Des secours pas assez équipés

Concernant le type de gaz utilisé, plusieurs sources évoquent le sarin, même si l’information n’est pas confirmée, comme l’a précisé l’ambassadeur britannique à l’ONU, Matthew Rycroft. Si l’armée syrienne a démenti l’utilisation d’armes chimiques à Khan Cheikhoum, les symptômes rapportés par les médecins présents sur place concordent avec la présence d’un neurotoxique. « Nous avons découvert des corps sans vie allongés sur le sol, il y avait des blessés partout, certains vomissaient, d’autres suffoquaient, ils avaient de la mousse dans la bouche. Nous les avons aspergés d’eau pour essayer de les réanimer avant de les amener à l’hôpital » a ainsi témoigné un casque blanc interrogé par France Info. « Nous avons porté assistance à plus de  200 personnes en situation de détresse respiratoire à des degrés divers. Il faut dans ces cas-là intervenir le plus rapidement possible ; ce qui a été compliqué à cause de la panique dans les rues, et décontaminer les victimes avec de l’eau, les ventiler, nettoyer les vêtements… Malheureusement, les premiers secours n’étaient pas assez équipés » a de son côté témoigné Radi Saad, membre de la défense civile, interrogé par Le Monde.

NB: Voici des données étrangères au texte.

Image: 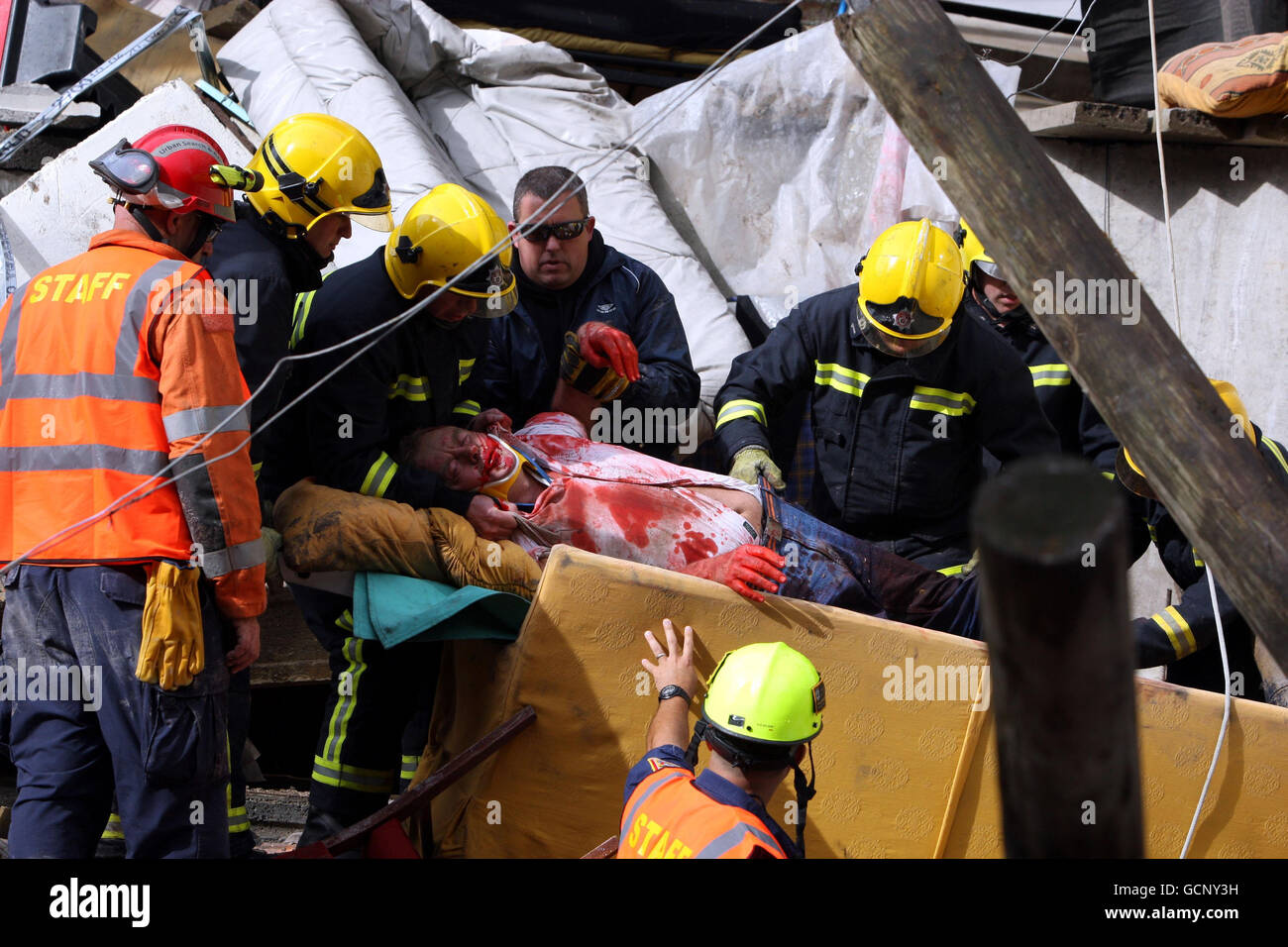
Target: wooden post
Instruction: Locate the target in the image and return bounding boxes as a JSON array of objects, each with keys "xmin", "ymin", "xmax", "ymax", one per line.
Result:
[
  {"xmin": 836, "ymin": 0, "xmax": 1288, "ymax": 668},
  {"xmin": 971, "ymin": 456, "xmax": 1145, "ymax": 858}
]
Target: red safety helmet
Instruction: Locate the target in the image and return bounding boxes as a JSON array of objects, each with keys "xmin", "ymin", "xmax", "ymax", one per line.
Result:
[{"xmin": 89, "ymin": 125, "xmax": 236, "ymax": 223}]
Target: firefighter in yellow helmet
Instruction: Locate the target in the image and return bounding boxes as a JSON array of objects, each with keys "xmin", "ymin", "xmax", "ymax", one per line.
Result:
[
  {"xmin": 715, "ymin": 220, "xmax": 1059, "ymax": 573},
  {"xmin": 206, "ymin": 115, "xmax": 391, "ymax": 857},
  {"xmin": 1116, "ymin": 378, "xmax": 1288, "ymax": 702},
  {"xmin": 617, "ymin": 618, "xmax": 824, "ymax": 858},
  {"xmin": 262, "ymin": 184, "xmax": 528, "ymax": 844}
]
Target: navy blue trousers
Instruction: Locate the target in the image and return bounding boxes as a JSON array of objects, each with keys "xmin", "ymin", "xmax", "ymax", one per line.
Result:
[
  {"xmin": 777, "ymin": 500, "xmax": 980, "ymax": 638},
  {"xmin": 0, "ymin": 566, "xmax": 228, "ymax": 858}
]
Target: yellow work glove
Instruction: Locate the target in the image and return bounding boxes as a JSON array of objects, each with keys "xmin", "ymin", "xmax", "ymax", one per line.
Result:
[
  {"xmin": 134, "ymin": 562, "xmax": 206, "ymax": 690},
  {"xmin": 729, "ymin": 447, "xmax": 787, "ymax": 489}
]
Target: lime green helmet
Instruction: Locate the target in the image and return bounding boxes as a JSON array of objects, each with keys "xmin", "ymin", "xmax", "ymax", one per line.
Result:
[
  {"xmin": 702, "ymin": 642, "xmax": 823, "ymax": 756},
  {"xmin": 686, "ymin": 642, "xmax": 824, "ymax": 854}
]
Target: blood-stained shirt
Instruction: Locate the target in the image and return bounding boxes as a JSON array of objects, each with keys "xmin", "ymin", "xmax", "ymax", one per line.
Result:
[{"xmin": 501, "ymin": 412, "xmax": 760, "ymax": 570}]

Les hôpitaux pris pour cible

Cette attaque chimique a été suivie du bombardement quelques heures plus tard d’un centre qui servait de morgue improvisée et de l’hôpital Al-Rhama de Khan Cheikhoum. L’utilisation des centres de santé comme cible est constante depuis plusieurs mois, comme le déplore très régulièrement Médecins sans frontières (MSF).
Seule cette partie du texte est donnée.